Think about the cost here. If your team had dropped what they were doing and reviewed the PR within a few hours, what would that have actually cost you? Maybe 2-3 hours of focused work time (at most).
The company paid for it with engineer-weeks of degraded productivity, plus technical debt from messy merges, plus demoralized engineers.
It doesn’t make any sense in my opinion. If you anyway decided to spend the time to participate in the effort, what have you gained by delaying?
It’s very similar to healthy code review practices. There is a reason Google has the following guideline: “If you are not in the middle of a focused task, you should do a code review shortly after it comes in.”
The same principle applies to unblocking other teams, but I would take it even further:
Option #3 - prioritize unblocking other teams
The biggest argument I hear against this approach is: “But what about my own work? My team will get a reputation for never being on time”.
Let’s take an extreme scenario:
It’s the last day of the quarter, and two teams have critical initiatives they want to launch today. You have a single engineer who needs to wrap up their things. The second team finds they need a relatively small change in your domain, but it would take a few hours from that same engineer (they can’t do it themselves).
In reality, it will probably be escalated to a shared manager, and they’ll decide. In my opinion, the default mindset should be to unblock the other team.

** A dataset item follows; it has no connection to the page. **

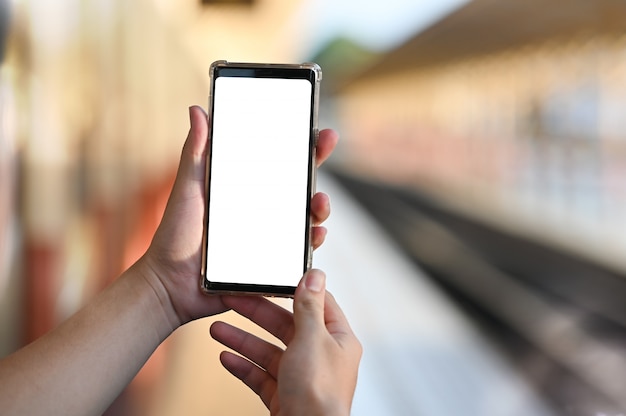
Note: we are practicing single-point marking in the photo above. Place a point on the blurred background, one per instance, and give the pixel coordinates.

Let’s assume both deadlines are nothing more than reputation hits on both teams’ side (if it’s a ‘hard’ deadline, I really hope you would have known in advance...).
If you choose to finish your own task:
Your team will make it on time. The other team will be late, and will probably mention your team as the reason…

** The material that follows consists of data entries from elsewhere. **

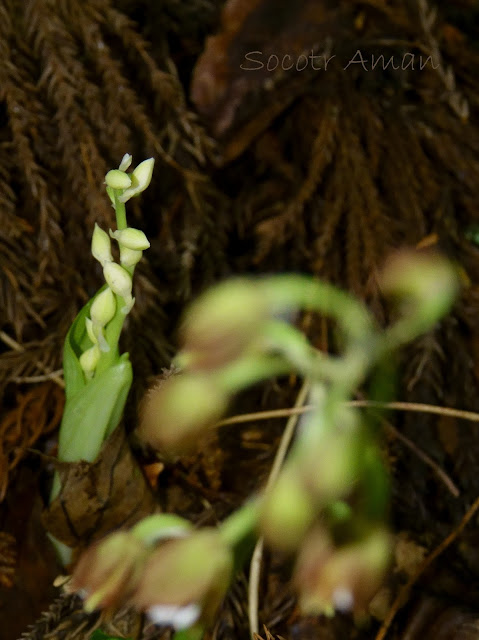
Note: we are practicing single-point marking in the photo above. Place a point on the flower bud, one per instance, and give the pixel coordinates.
(109, 570)
(103, 308)
(287, 511)
(118, 279)
(160, 526)
(180, 409)
(129, 257)
(89, 360)
(427, 280)
(125, 162)
(117, 179)
(101, 246)
(185, 579)
(140, 179)
(344, 578)
(223, 323)
(131, 238)
(329, 457)
(89, 330)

You choose to help the other team:
You will be late. The other team will be on time - and for sure they’ll mention your team saved them.

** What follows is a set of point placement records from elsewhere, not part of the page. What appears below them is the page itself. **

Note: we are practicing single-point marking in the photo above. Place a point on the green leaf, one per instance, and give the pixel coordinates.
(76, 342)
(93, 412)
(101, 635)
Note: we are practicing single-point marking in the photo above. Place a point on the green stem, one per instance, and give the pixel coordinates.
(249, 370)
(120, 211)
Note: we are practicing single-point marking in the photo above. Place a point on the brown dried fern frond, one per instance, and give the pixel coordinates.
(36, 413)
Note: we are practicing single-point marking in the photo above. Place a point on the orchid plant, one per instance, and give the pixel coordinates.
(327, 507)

If it happens multiple times, the reputation you will gain is of a team that is always delayed, but also always helps other teams. It might even help you get additional hires.
This doesn’t even take into account the benefit of other teams being quicker to unblock you when things switch around!
What about setting boundaries?
In an ideal world, teams have some shared planning and know to raise flags in advance, so the team you depend on saves some time to help you at the right moment. Very often it’s not the case. You find out the dependency too late, or the scope of it is bigger than you think.
These are the cases I’m talking about in this article - but teams need to improve.
Some teams and individuals will abuse your team. They’ll not do any ‘prework’ themselves, and expect you to do their work for them. They’ll be lazy, and not try to anticipate their needs in advance.
You cannot treat those people the same - it’s a recipe for being a low-performing team (see the “overgiving” section in this article).
I would err on the side of helping the first time it happens, while explaining what they could have done better. Same the second time. If it continues to repeat - it’s up to you as the EM to step in, set a standard, and even block them if needed.
Final words
There is a wide involvement scale, my point is not to be deeply involved every time. It’s ok to decide to just be available for critical questions, as long as you set the right expectations. But once you have decided that, do it in a timely and helpful manner, putting their needs before your own.
In Give and Take, Adam Grant shared the surprising reality that givers (people who give unconditionally, and who will spend hours helping you without expecting anything back) are the most productive type of people! Even more than matchers (people who will gladly help you, if they know you will help them in the future or helped them in the past) and takers (people who prioritize themselves).
I believe the same concept works for teams.